WattCost

· Sharon Ben-Moshe · Water Heaters

Heat Pump Water Heaters Cut Your Biggest Electric Bill

Every electric water heater that carries ENERGY STAR certification today is a heat pump model — and ENERGY STAR estimates that switching to one from a standard electric resistance tank cuts water-heating energy use by about 70%, saving a household of four roughly $550 a year and over $5,600 across the unit's lifetime.

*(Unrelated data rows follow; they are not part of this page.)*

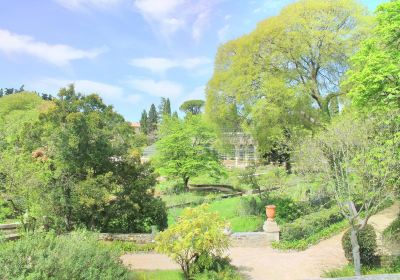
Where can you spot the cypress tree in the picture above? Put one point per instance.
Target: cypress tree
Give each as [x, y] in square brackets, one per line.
[152, 119]
[144, 122]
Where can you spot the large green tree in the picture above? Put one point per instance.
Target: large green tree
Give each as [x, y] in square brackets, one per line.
[185, 149]
[193, 107]
[280, 80]
[358, 165]
[374, 78]
[77, 164]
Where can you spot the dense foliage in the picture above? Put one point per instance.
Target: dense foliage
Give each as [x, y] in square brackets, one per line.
[310, 224]
[282, 80]
[195, 241]
[185, 149]
[77, 255]
[73, 161]
[368, 247]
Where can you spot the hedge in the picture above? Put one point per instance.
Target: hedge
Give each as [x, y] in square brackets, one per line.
[310, 224]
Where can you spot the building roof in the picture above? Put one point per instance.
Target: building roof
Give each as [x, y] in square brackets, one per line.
[135, 124]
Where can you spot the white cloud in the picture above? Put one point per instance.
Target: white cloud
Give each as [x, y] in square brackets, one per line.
[200, 24]
[58, 54]
[109, 93]
[169, 16]
[163, 88]
[197, 93]
[223, 33]
[87, 4]
[161, 65]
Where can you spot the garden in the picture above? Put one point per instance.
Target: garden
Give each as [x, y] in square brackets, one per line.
[316, 87]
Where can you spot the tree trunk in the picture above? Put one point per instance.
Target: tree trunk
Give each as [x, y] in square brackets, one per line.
[355, 251]
[186, 183]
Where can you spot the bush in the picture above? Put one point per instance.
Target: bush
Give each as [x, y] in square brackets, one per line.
[123, 247]
[219, 268]
[303, 244]
[48, 256]
[310, 224]
[5, 211]
[195, 240]
[367, 241]
[226, 274]
[392, 232]
[287, 209]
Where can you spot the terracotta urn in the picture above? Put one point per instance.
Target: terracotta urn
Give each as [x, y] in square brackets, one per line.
[270, 211]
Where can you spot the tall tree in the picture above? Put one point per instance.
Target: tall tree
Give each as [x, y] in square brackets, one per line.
[358, 166]
[184, 149]
[279, 80]
[374, 78]
[167, 107]
[193, 107]
[84, 168]
[152, 119]
[144, 122]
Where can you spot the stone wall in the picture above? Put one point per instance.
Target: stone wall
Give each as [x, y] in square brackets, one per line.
[370, 277]
[9, 231]
[140, 238]
[249, 239]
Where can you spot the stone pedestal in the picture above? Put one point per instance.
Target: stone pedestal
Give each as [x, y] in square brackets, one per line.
[272, 230]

What a heat pump water heater actually does

A standard electric water heater makes heat directly, by running electricity through a resistance element — the same principle as a toaster. A heat pump water heater instead moves existing heat out of the surrounding air into the tank, the same way a refrigerator moves heat out of its interior. Moving heat takes far less energy than generating it, which is where the 70% savings figure comes from.

That efficiency gap is large enough that, in WattCost's certified dataset, every single one of the 566 electric water heaters that has earned ENERGY STAR certification is a heat pump model. Standard electric resistance tanks simply don't meet the efficiency bar for certification — if you're shopping by the ENERGY STAR label, you're shopping among heat pump models by default.

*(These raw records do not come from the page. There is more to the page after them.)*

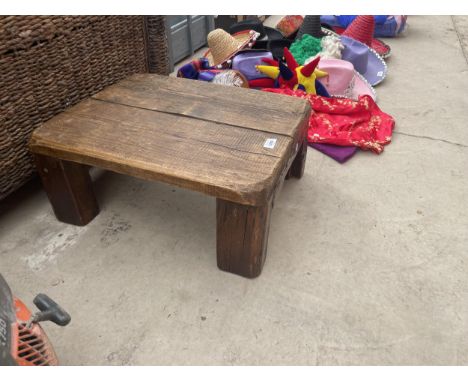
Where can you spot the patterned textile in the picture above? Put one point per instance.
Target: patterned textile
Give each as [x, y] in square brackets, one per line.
[345, 122]
[289, 25]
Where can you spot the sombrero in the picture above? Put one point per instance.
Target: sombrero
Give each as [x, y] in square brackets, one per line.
[365, 60]
[362, 29]
[222, 45]
[265, 33]
[385, 26]
[343, 80]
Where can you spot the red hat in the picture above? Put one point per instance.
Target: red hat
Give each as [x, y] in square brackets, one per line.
[362, 30]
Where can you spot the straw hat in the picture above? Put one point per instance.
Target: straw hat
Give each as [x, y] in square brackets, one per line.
[222, 45]
[362, 29]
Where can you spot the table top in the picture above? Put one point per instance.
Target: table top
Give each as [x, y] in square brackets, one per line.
[231, 143]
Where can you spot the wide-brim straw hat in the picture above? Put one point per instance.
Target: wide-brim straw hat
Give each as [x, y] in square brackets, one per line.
[362, 29]
[266, 33]
[365, 60]
[223, 46]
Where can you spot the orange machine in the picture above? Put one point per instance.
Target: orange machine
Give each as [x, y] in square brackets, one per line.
[23, 342]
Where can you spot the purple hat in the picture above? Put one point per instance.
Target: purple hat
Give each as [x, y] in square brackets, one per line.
[365, 60]
[246, 61]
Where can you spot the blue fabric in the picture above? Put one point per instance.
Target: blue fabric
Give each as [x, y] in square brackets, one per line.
[345, 20]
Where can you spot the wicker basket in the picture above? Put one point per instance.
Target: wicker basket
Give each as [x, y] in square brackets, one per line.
[48, 63]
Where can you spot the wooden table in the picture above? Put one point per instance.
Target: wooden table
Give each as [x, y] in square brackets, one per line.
[235, 144]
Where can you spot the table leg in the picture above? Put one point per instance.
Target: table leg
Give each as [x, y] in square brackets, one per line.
[69, 188]
[242, 237]
[298, 165]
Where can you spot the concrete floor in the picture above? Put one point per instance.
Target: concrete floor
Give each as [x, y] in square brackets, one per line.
[367, 261]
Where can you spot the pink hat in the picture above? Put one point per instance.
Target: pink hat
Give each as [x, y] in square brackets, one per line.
[343, 80]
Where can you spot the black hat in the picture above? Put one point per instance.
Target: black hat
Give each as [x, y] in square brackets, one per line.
[257, 26]
[311, 26]
[276, 47]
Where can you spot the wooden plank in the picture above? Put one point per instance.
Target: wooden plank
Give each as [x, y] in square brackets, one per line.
[228, 105]
[69, 189]
[219, 160]
[242, 237]
[298, 165]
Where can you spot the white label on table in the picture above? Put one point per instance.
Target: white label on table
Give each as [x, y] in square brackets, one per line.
[270, 143]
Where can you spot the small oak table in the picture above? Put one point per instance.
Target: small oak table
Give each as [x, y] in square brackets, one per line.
[235, 144]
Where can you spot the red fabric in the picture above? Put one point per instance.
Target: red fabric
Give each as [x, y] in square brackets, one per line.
[361, 29]
[345, 122]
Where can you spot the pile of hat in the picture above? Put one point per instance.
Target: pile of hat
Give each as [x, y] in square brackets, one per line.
[335, 57]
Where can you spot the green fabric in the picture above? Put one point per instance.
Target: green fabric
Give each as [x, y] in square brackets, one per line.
[305, 48]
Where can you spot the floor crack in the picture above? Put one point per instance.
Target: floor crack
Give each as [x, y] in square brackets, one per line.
[430, 138]
[459, 39]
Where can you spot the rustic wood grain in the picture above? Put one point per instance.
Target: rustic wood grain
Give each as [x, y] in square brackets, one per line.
[69, 189]
[213, 157]
[190, 134]
[242, 237]
[228, 105]
[298, 165]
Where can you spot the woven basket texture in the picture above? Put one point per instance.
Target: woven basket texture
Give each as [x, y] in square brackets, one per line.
[48, 63]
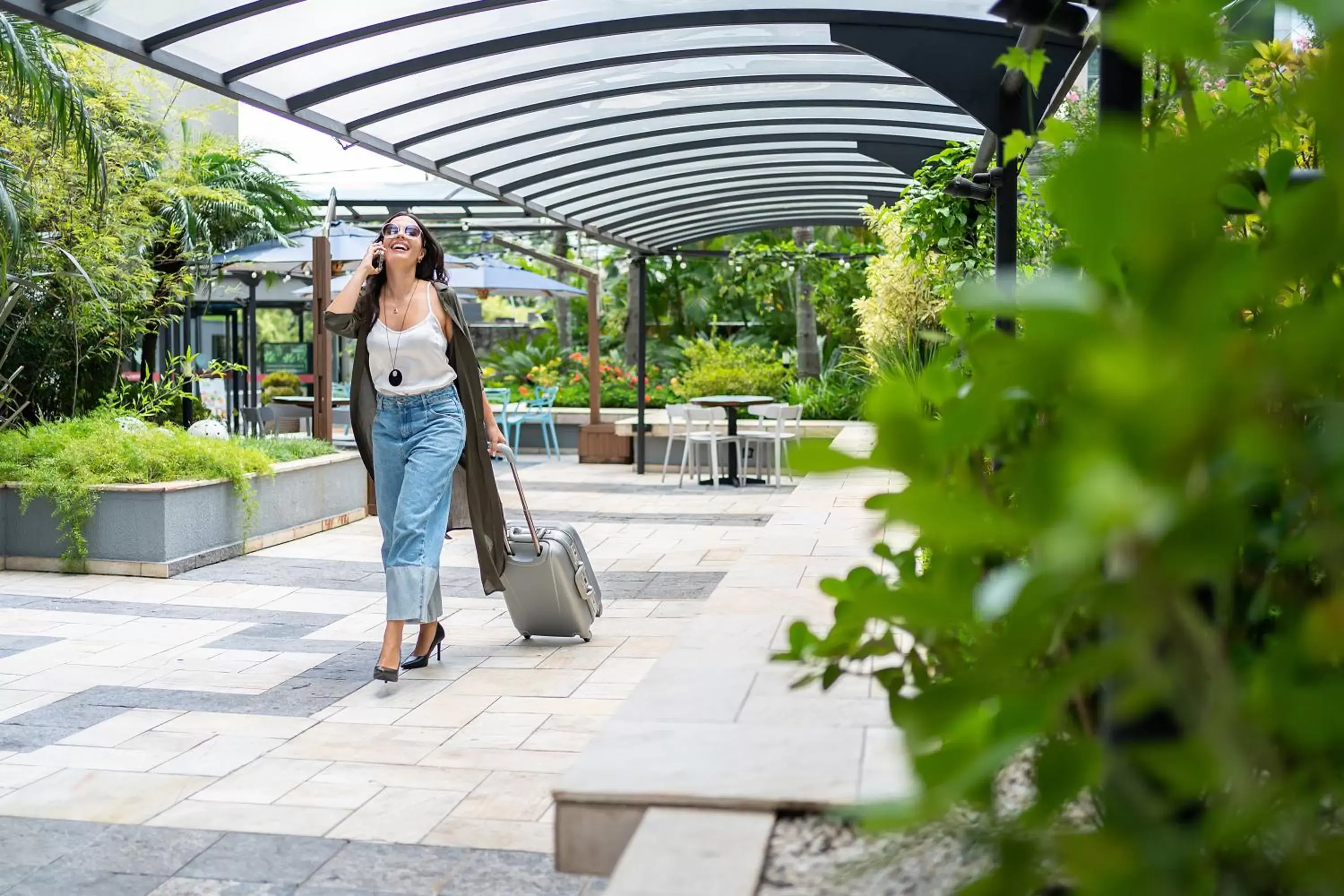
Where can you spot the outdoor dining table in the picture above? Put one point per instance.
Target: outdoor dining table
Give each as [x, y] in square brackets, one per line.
[307, 401]
[732, 404]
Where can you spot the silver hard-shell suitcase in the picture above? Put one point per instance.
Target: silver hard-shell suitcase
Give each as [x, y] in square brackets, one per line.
[549, 583]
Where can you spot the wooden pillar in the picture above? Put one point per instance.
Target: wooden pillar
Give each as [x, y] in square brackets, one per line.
[322, 340]
[594, 349]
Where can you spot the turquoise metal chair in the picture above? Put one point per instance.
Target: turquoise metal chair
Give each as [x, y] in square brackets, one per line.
[499, 400]
[539, 410]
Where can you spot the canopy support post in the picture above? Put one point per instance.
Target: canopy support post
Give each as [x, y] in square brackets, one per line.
[250, 342]
[640, 269]
[322, 338]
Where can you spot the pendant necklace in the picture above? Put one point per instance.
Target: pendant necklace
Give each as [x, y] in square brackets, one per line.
[394, 377]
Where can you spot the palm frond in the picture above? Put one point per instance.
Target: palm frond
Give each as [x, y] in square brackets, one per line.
[33, 72]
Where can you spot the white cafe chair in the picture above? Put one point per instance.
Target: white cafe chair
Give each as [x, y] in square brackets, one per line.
[780, 425]
[702, 431]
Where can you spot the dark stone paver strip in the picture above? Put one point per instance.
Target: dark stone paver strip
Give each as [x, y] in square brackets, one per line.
[264, 859]
[77, 859]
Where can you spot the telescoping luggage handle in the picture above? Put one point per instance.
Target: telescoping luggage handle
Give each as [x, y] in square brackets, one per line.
[527, 515]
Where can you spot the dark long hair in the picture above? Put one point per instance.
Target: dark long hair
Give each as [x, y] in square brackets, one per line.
[429, 268]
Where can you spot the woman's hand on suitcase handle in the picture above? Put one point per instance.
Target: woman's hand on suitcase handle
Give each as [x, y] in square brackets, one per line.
[494, 439]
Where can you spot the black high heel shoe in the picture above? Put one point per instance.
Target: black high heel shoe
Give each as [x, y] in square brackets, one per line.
[435, 646]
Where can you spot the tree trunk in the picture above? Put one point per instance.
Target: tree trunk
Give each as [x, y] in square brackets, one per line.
[632, 315]
[562, 303]
[148, 355]
[810, 351]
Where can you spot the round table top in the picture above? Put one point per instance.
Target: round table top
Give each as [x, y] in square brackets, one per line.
[733, 401]
[306, 401]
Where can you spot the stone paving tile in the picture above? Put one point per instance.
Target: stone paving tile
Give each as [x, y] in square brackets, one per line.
[11, 875]
[361, 575]
[263, 859]
[201, 887]
[393, 868]
[81, 882]
[142, 851]
[39, 841]
[459, 758]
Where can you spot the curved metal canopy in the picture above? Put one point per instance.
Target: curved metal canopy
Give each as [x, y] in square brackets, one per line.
[646, 123]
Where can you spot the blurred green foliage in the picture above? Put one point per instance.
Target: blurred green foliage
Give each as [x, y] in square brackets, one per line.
[1132, 509]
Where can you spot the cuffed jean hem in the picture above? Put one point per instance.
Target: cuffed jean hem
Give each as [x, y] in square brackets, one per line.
[413, 594]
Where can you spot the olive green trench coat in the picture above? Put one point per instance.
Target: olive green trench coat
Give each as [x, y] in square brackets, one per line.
[476, 500]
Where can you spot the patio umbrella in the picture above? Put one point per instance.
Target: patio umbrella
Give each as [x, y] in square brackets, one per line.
[492, 276]
[349, 245]
[338, 284]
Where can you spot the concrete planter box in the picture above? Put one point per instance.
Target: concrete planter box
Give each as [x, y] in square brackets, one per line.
[167, 528]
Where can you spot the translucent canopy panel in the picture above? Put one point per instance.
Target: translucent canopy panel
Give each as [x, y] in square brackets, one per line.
[721, 183]
[635, 121]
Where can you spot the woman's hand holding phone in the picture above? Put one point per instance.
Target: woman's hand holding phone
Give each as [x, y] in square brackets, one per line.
[373, 261]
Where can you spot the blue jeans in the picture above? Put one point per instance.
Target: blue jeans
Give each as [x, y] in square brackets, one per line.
[417, 444]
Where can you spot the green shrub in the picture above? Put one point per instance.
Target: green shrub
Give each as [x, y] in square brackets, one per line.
[66, 461]
[280, 383]
[287, 449]
[515, 359]
[718, 367]
[1129, 563]
[838, 394]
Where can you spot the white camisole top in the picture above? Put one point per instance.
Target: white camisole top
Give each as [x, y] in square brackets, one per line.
[420, 353]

The range within certified models: 643–1,741 kWh

Even limited to certified heat pump models, annual energy use spans a wide range — from 643 kWh a year for compact units like the Rheem PROPH40 T2 (36-gallon storage, a 3.45 Uniform Energy Factor) up to 1,741 kWh for the largest-capacity models. Tank size and first-hour rating (how much hot water is available before the tank runs out) are the biggest drivers of that spread — a bigger tank generally means more standby heat loss and more energy used per year, regardless of the heat pump technology itself.

At the US average electricity rate, the median certified water heater costs $203.74 a year to run — the highest median annual cost of any appliance category on this site, ahead of room air conditioners and clothes dryers. See the most efficient certified water heaters for the full ranked list.

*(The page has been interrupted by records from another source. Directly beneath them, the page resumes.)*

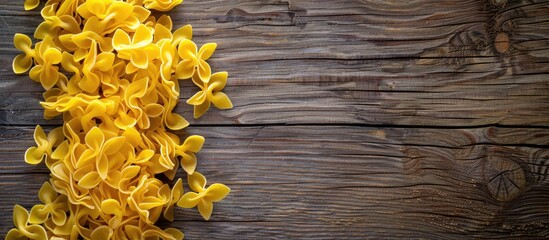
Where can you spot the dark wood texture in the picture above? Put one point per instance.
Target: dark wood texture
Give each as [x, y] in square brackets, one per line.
[353, 119]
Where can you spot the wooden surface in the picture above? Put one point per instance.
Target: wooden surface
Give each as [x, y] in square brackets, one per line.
[353, 119]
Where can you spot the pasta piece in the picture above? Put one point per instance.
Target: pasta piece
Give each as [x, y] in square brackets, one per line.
[117, 101]
[22, 62]
[55, 205]
[187, 151]
[203, 197]
[22, 228]
[193, 60]
[210, 92]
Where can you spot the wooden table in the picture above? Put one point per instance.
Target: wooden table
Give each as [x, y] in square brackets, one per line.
[353, 119]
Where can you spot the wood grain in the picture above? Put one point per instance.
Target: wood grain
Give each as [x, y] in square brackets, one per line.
[348, 182]
[353, 119]
[359, 62]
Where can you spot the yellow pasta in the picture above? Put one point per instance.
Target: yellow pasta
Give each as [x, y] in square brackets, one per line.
[110, 70]
[203, 197]
[210, 93]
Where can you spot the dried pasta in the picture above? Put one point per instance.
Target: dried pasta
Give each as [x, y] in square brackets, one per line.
[110, 69]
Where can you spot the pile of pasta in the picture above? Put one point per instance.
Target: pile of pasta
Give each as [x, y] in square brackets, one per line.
[110, 69]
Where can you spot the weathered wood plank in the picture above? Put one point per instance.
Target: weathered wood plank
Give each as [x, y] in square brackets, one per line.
[423, 63]
[337, 182]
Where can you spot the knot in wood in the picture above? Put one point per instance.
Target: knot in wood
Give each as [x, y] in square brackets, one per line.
[504, 177]
[501, 42]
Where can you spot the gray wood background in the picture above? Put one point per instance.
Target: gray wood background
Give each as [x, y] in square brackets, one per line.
[353, 119]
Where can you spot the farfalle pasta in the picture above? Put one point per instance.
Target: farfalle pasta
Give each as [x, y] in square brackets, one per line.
[110, 70]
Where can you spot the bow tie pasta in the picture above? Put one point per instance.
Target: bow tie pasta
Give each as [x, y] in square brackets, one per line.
[111, 70]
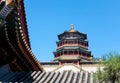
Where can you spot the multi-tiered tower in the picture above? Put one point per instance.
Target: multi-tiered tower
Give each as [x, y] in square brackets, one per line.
[72, 47]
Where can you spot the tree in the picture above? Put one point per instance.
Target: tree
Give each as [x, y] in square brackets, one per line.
[111, 71]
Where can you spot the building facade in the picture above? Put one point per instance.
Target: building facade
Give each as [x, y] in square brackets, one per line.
[72, 47]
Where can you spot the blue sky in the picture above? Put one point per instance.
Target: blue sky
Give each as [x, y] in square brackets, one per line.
[99, 19]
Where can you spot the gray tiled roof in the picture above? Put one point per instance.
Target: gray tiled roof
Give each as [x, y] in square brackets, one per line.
[47, 77]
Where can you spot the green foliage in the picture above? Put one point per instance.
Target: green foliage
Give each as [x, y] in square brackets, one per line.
[111, 72]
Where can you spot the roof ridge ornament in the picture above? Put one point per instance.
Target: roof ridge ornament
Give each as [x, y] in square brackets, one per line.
[72, 26]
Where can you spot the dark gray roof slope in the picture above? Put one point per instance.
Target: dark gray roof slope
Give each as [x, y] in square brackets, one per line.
[47, 77]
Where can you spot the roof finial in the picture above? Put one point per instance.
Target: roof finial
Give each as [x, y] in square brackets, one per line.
[72, 26]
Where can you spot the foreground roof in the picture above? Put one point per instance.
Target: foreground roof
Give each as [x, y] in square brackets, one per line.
[47, 77]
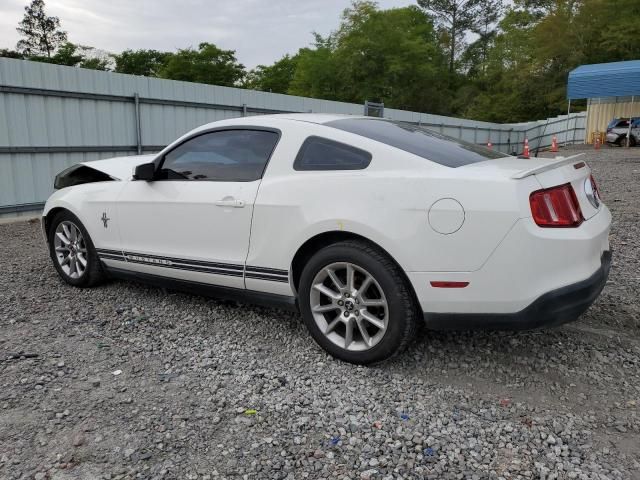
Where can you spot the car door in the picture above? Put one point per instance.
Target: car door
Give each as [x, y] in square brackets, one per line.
[193, 221]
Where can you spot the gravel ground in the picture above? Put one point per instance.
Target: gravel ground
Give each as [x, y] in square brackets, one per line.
[127, 381]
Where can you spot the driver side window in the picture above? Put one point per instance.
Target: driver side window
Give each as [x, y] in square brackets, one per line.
[224, 155]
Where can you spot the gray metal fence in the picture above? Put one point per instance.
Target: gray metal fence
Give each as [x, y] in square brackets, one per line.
[52, 117]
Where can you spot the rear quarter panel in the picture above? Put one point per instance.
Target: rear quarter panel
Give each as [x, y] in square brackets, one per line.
[387, 203]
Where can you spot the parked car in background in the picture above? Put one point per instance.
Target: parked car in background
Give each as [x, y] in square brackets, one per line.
[369, 227]
[619, 127]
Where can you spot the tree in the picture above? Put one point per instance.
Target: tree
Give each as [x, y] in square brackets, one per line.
[72, 55]
[391, 56]
[7, 53]
[42, 34]
[141, 62]
[274, 78]
[489, 11]
[456, 17]
[208, 64]
[316, 71]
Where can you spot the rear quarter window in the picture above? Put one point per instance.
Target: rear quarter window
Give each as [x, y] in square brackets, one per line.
[420, 141]
[317, 153]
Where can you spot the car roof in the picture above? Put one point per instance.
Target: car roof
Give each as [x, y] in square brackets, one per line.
[257, 120]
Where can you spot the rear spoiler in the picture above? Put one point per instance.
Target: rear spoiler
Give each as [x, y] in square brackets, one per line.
[554, 163]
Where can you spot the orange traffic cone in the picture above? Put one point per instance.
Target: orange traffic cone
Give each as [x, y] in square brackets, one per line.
[525, 153]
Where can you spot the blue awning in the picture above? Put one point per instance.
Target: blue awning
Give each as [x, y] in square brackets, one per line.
[617, 79]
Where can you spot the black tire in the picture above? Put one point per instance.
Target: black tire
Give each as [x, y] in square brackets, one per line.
[93, 273]
[404, 317]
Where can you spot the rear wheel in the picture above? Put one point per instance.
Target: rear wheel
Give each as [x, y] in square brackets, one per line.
[357, 303]
[72, 251]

Why this is usually the highest-leverage upgrade in a home

Because water heating runs year-round and represents the single biggest median cost category in WattCost's data, a heat-pump upgrade compounds every month rather than just during a cooling or heating season. A 70% cut applied to a $200+/year baseline is a meaningfully different number than the same percentage cut applied to a $30/year TV or a $9/year computer monitor.

What the certified figure assumes

The annual kWh figure comes from the DOE Uniform Energy Factor test, which simulates a typical household's daily hot-water draw pattern. Only electric models, including heat-pump units, are listed in this dataset — gas and propane water heaters are excluded because their running cost is mostly fuel, not electricity, and a kWh figure would understate or mislead.

FAQ

Are all ENERGY STAR certified electric water heaters heat pump models? Yes, based on the current certified dataset — none of the 566 certified electric water heater models use standard resistance-only heating.

How much less energy does a heat pump water heater use? About 70% less than a standard electric resistance tank, per ENERGY STAR, translating to roughly $550 a year in savings for a household of four.

Why do certified heat pump water heaters still range from 643 to 1,741 kWh a year? Mostly tank size and first-hour rating — larger tanks lose more standby heat and serve more draw, which increases annual energy use even among efficient heat-pump units.

Do gas water heaters show up in this data? No — gas and propane water heaters are excluded from WattCost's electric water heater figures because their running cost is mostly fuel, not electricity.

Where does the 70% savings figure come from? ENERGY STAR's own benefits and savings page for heat pump water heaters.